Richard, another Catholic, a former brother in a religious order who has left the church behind, is a slow-moving, serene 40-year-old. He had been a carpenter and plasterer until he was no longer physically able to work. Berrigan met him too late to become a friend, but he invited Richard and Andrew, Richard’s friend, to dinner in his apartment with another person with AIDS. Andrew had been a friend of Richard’s for years and visited him in the hospital. Two years earlier, when Richard was discharged from the hospital, he had nowhere to go. “He had no one,” Andrew explains. “And I thought, Yes, he does. He has me.” Andrew took Richard home, without a thought or an inkling of what a heavy burden he had assumed. This completely stunned and humbled Berrigan: “I hadn’t heard it before,” he muses, “and yet I had. Dorothy Day ‘took people home.’” But “this Jesuit has not so far done so. And is by no means proud of the confession.”

Walking the halls of St. Vincent’s, Berrigan knew that what he needed was to listen, to witness, to console the abandoned, suffering souls he found there—and to help them find peace by reconciling them with themselves, their families, if possible, and, if they suggested, with God.
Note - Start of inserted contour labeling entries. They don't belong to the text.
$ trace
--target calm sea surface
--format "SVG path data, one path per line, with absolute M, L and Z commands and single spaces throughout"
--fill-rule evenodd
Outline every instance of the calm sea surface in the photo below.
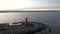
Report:
M 51 26 L 50 34 L 60 34 L 60 12 L 10 12 L 0 13 L 0 23 L 13 23 L 24 21 L 28 17 L 29 21 L 36 21 Z

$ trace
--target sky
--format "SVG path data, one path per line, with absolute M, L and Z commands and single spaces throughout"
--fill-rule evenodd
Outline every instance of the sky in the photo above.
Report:
M 0 0 L 0 10 L 59 9 L 60 0 Z

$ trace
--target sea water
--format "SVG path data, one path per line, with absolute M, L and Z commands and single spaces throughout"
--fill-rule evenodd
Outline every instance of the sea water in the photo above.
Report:
M 60 34 L 60 12 L 8 12 L 0 13 L 0 23 L 14 23 L 25 21 L 41 22 L 51 27 L 52 32 L 48 34 Z M 39 33 L 37 33 L 39 34 Z

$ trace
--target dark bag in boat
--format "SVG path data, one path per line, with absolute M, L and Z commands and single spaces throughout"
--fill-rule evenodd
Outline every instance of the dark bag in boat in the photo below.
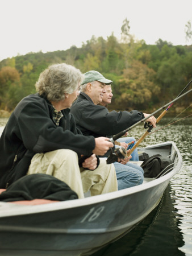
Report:
M 165 168 L 165 170 L 162 171 L 160 176 L 171 168 L 172 166 L 166 168 L 170 164 L 171 161 L 169 158 L 164 157 L 161 155 L 157 154 L 144 160 L 141 165 L 141 167 L 144 170 L 144 177 L 156 177 Z

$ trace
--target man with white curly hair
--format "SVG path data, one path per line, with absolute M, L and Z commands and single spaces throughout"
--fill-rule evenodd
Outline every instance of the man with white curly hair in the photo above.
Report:
M 65 63 L 50 65 L 40 75 L 37 93 L 24 98 L 11 115 L 0 139 L 0 188 L 26 175 L 43 173 L 66 183 L 79 198 L 118 189 L 113 164 L 104 155 L 107 138 L 86 137 L 76 127 L 70 108 L 84 75 Z M 89 156 L 79 164 L 82 155 Z

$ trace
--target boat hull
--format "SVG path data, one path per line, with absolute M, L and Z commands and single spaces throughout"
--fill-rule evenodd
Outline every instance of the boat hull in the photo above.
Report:
M 170 144 L 169 150 L 177 155 L 173 146 Z M 4 215 L 0 214 L 0 253 L 91 254 L 127 233 L 158 204 L 170 179 L 181 167 L 181 156 L 178 158 L 179 164 L 172 172 L 133 188 L 49 206 L 11 204 Z

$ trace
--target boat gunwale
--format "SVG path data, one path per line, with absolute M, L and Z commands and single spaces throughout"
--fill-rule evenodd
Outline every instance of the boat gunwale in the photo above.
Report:
M 71 209 L 76 207 L 82 207 L 89 205 L 92 205 L 106 201 L 116 199 L 119 197 L 127 196 L 135 193 L 138 193 L 147 189 L 155 187 L 161 183 L 163 183 L 170 179 L 180 170 L 182 164 L 182 156 L 176 144 L 173 141 L 162 142 L 146 147 L 146 148 L 153 148 L 154 146 L 166 146 L 172 144 L 178 156 L 178 163 L 174 168 L 169 172 L 157 179 L 154 179 L 145 183 L 126 188 L 124 189 L 115 191 L 103 195 L 89 197 L 84 199 L 78 199 L 73 200 L 51 203 L 50 204 L 41 204 L 36 205 L 23 205 L 12 203 L 0 202 L 0 217 L 5 217 L 12 216 L 39 213 L 41 212 L 52 212 L 66 209 Z

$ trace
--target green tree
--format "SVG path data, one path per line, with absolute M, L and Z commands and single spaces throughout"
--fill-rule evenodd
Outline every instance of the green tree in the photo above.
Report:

He was richly recompensed for his efforts, repeatedly witnessing extraordinary instances of love, sacrifice, and commitment in persons afflicted with AIDS, which enabled him to imagine a new, faith-strengthening cycle of suffering, birth, and rejoicing. “Who could have dreamed such a blessing?” he exclaims. “More to the point, who could have deserved it?”
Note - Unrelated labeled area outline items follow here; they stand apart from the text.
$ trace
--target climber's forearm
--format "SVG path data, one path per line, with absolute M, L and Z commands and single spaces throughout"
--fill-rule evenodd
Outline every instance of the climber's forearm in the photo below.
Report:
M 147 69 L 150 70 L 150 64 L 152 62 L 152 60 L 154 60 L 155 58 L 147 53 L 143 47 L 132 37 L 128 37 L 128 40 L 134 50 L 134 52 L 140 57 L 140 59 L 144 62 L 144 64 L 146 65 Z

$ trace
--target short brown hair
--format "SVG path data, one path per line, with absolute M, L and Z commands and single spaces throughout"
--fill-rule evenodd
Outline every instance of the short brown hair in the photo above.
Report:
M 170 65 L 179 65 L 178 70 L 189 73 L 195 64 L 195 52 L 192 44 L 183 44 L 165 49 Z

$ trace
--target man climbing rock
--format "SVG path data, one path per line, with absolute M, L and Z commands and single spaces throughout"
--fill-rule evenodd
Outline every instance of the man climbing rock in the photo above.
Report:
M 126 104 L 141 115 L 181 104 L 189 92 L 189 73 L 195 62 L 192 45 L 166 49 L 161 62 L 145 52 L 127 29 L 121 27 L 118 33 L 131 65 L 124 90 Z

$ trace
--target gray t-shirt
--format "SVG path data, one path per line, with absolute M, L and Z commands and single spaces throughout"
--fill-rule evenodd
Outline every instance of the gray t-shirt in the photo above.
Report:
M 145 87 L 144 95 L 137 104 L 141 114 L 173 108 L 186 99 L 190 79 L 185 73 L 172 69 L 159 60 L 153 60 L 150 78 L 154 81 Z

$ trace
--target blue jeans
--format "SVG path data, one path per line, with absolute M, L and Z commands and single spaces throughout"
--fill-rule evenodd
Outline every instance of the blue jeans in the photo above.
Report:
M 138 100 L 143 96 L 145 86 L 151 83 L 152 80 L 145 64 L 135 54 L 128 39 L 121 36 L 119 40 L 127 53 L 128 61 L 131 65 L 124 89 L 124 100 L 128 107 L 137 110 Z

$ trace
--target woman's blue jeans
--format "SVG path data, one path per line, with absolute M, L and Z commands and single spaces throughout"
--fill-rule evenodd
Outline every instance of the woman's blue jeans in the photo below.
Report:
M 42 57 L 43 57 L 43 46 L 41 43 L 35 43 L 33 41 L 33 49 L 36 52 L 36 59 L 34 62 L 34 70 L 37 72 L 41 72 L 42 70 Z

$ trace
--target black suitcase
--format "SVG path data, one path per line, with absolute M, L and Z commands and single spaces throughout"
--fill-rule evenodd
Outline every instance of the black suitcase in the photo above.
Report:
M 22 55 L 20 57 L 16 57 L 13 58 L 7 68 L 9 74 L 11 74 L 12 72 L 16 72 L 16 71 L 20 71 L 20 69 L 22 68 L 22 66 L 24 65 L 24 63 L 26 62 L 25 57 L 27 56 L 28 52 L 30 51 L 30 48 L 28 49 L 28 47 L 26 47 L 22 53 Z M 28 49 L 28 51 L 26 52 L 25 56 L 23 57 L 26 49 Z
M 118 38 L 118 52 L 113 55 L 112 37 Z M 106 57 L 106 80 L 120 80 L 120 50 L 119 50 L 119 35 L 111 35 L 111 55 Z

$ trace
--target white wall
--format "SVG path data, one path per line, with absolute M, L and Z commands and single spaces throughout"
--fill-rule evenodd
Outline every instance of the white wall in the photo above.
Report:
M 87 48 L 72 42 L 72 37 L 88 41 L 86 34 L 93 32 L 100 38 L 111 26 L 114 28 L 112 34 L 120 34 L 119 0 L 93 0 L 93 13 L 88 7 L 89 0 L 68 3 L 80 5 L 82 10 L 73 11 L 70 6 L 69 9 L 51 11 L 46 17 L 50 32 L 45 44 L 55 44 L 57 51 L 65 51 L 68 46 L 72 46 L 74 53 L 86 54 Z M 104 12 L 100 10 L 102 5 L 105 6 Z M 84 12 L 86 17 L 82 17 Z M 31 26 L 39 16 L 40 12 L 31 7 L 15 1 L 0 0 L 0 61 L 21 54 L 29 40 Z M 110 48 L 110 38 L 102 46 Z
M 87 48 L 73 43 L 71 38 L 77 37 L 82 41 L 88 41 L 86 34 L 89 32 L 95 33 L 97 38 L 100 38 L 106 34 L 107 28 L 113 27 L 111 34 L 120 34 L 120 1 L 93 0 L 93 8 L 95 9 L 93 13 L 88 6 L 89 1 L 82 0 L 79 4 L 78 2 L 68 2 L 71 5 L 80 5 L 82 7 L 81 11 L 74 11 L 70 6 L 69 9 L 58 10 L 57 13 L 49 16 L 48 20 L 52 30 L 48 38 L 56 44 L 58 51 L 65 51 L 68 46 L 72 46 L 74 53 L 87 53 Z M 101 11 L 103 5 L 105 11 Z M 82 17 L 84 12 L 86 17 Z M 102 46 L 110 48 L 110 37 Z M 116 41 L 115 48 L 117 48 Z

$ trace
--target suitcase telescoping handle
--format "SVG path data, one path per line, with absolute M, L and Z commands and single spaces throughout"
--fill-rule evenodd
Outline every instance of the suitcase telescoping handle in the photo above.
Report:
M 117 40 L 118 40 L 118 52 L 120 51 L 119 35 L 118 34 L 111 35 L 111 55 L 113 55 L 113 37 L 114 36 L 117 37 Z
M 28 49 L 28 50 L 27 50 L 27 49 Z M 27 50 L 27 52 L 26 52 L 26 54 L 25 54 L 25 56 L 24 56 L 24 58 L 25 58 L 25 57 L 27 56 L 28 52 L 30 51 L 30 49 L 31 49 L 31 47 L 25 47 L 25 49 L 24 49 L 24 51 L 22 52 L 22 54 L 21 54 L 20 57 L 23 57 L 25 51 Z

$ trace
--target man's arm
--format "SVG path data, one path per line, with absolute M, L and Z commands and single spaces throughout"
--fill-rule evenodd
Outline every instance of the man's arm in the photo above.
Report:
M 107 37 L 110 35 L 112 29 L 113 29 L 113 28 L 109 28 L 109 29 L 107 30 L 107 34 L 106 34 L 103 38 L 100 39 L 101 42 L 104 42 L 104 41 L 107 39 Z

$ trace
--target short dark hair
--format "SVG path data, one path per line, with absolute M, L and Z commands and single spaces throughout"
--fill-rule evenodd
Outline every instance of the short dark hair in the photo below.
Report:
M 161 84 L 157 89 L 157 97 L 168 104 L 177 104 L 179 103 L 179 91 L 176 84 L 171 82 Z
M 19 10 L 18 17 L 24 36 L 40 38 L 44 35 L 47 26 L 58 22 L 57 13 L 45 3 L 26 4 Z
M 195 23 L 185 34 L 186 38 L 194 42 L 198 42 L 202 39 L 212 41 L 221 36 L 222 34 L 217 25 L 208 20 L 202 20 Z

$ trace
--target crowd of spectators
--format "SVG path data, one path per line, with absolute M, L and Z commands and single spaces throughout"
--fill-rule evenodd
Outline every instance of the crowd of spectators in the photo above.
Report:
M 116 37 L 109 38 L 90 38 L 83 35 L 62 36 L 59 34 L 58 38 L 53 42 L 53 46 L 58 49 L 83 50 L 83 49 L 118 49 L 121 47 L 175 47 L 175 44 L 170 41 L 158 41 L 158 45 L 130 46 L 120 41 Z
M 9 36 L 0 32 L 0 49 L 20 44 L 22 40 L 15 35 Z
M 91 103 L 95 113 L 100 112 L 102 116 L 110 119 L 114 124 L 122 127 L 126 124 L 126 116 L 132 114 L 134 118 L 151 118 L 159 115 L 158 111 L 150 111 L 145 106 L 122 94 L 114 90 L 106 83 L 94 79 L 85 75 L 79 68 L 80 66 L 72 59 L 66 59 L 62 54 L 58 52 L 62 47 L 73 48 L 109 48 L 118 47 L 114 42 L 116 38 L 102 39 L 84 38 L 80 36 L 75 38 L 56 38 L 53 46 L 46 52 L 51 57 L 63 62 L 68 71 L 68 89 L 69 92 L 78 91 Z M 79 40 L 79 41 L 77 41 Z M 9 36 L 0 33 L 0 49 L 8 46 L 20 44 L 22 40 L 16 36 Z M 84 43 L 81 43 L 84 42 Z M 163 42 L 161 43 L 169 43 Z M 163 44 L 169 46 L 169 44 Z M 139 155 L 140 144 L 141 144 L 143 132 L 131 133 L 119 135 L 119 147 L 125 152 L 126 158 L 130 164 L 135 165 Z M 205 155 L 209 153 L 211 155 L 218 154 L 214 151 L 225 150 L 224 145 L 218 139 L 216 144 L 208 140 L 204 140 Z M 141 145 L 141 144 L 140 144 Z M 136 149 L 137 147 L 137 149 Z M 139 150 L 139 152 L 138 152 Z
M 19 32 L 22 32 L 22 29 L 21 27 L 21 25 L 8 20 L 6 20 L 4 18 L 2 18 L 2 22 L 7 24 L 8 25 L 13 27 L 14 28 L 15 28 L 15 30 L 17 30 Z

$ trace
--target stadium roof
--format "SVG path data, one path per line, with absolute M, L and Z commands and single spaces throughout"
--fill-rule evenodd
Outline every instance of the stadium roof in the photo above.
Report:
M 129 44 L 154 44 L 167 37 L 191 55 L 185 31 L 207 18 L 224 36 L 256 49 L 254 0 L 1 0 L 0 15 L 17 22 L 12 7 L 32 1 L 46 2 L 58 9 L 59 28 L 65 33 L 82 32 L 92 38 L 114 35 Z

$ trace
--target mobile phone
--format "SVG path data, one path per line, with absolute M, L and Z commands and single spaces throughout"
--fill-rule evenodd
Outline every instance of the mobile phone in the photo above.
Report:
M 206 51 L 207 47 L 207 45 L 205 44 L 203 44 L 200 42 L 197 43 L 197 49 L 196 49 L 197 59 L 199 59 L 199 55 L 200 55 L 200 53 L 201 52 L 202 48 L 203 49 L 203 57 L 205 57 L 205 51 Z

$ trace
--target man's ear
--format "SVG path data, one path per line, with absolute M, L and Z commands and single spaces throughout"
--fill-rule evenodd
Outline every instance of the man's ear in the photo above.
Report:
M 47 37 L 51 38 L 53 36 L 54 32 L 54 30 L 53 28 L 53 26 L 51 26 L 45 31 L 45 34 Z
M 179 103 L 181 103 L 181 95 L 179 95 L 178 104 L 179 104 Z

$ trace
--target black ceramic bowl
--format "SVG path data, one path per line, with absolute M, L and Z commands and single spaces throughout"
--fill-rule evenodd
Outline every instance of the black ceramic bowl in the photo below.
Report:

In his 1973 book Absurd Convictions, Modest Hopes, Berrigan claims that “The kind of religion [that he and his brother practice] takes its start around the clues offered at the altar but tries to end up amid the needs of real people.” His “works of mercy” have spiritual roots emanating from a religious impulse that follows the divine command to reach out to the marginalized and the destitute dying and to find God in them.

Ultimately, as Berrigan makes clear, these works affirm St. Paul’s notion that we are all members of the same body. Berrigan’s compassionate work at St. Rose’s and St. Vincent’s, as well as his nonviolent resistance to war and nuclear weapons, must also be understood through the lens of the spiritual works of mercy. Together, they instructed the ignorant, counseled the doubtful, forgave offenses, comforted the afflicted, and were actualized prayers for the living and the dead.

Patrick Henry is an emeritus professor at Whitman College in Walla Walla, Wash., and has written about Daniel Berrigan for Commonweal, National Catholic Reporter, and Shalom: Jewish Peace Letter.